Ivo balança un grand coup d’épaule dans la porte, la chaîne de sécurité n’offrit aucune résistance. Il disparut dans l’appart’. Romain releva la femme qui avait dû se péter les os de la région sacrée ou faisait comme si. Il découvrit un tas de mômes dans le séjour, avec des doudous baveux, la morve au nez. Deux garçons se disputaient une poupée sans bras, une petite fille cul nu suçait son pouce. Ça ne ressemblait pas à l’activité annoncée. De retour dans le séjour, Ivo fit le bilan :
— Mauvaise pioche. Des sacs à merde, pas de sachets de poudre. Personne d’autre. Ou alors, ils se sont barrés en sautant du balcon.
Le gars qui avait appelé voulait dénoncer la nounou clandestine, il avait parlé de drogue pour être certain que les flics radinent. Il avait soi-disant donné son nom, son adresse. Pas la peine d’aller voir. Tout bidon.

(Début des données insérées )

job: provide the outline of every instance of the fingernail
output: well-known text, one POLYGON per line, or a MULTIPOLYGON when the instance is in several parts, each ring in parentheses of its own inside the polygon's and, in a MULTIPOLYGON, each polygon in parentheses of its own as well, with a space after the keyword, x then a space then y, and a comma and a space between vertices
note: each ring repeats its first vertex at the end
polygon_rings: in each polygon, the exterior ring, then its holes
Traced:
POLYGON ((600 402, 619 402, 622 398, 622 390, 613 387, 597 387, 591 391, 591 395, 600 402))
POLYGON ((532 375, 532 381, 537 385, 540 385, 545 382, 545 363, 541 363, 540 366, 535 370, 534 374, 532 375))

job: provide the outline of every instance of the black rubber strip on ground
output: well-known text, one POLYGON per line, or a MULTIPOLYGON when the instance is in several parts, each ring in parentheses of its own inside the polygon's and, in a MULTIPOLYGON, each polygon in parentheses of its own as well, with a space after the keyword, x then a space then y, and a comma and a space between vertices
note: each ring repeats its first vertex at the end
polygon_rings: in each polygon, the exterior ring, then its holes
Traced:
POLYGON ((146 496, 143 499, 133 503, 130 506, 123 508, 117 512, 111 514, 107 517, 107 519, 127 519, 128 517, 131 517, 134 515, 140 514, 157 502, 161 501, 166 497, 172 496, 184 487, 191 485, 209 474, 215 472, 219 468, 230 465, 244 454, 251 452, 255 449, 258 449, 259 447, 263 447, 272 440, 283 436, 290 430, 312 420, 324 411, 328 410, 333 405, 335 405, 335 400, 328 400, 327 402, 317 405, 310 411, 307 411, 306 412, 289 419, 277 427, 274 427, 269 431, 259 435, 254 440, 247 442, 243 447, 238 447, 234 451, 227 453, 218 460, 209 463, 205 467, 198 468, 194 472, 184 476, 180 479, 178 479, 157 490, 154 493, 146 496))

La femme beugla en se tamponnant le nez avec un mouchoir où elle chercha désespérément des traces de sang :
— Ils sont bien nourris. Je leur fais que du frais. Je les aime tous comme mes gosses…
Par un jeu de miroirs Romain vit que derrière eux le plus grand des gamins les visait avec une kalach en plastoc jaune fluo.
Ivo Fonzi fit gueuler la sirène au retour, bigorna un pigeon, fuma une clope vitres fermées. Romain, silencieux, ouvrit de son côté.
Héroïque que de vouloir sauver un ficus. Pas un fleuron du monde végétal. Fait même pas de fleurs. Qu’on laisse crever à la première alerte. Avec Margot, ils allaient tenter d’inverser la tendance.
Il resta une plombe dans le bureau du boss qui venait de lire son rapport et s’étonnait que ne soit pas mentionnée la découverte de la crèche clandestine. Comment il avait su ? Ivo avait balancé. Romain eut droit à un recadrage en règle. C’était rendre service à personne que de laisser proliférer ce genre de lieu malsain. Trop de mômes dans un petit espace. Hygiène déplorable. Propagation des maladies infantiles. Épidémies… Et payé au black…
En fin de journée, la brigade fêta le résultat du concours annuel de meilleur tireur. Flûtes en plastique, cacahuètes, bouteilles de champ’. Romain regarda de loin. Ivo faisait le show. On n’entendait que lui, les autres riaient. Pas dur à comprendre que c’était lui, la gâchette d’or. Margot était dans la bande. Romain sortit sans avoir à passer devant eux. Il entendit qu’on se marrait dans son dos après qu’Ivo ait sorti une connerie. Ça pouvait être de sa gueule qu’on se foutait. Mais bon.
Romain poireauta à son volant devant l’entrée. Il aperçut Margot en haut des marches faire des signes à ses filles et leur père qui l’attendaient dans une grosse voiture. Il lui aurait bien dit que c’était pas perdu pour le ficus, qu’il connaissait la parade à l’attaque des tétranyques, que c’était jamais que des araignées rouges, qu’il suffisait de badigeonner deux fois par semaine le dessous des feuilles avec de l’huile de margousier, mais il garda tout pour lui.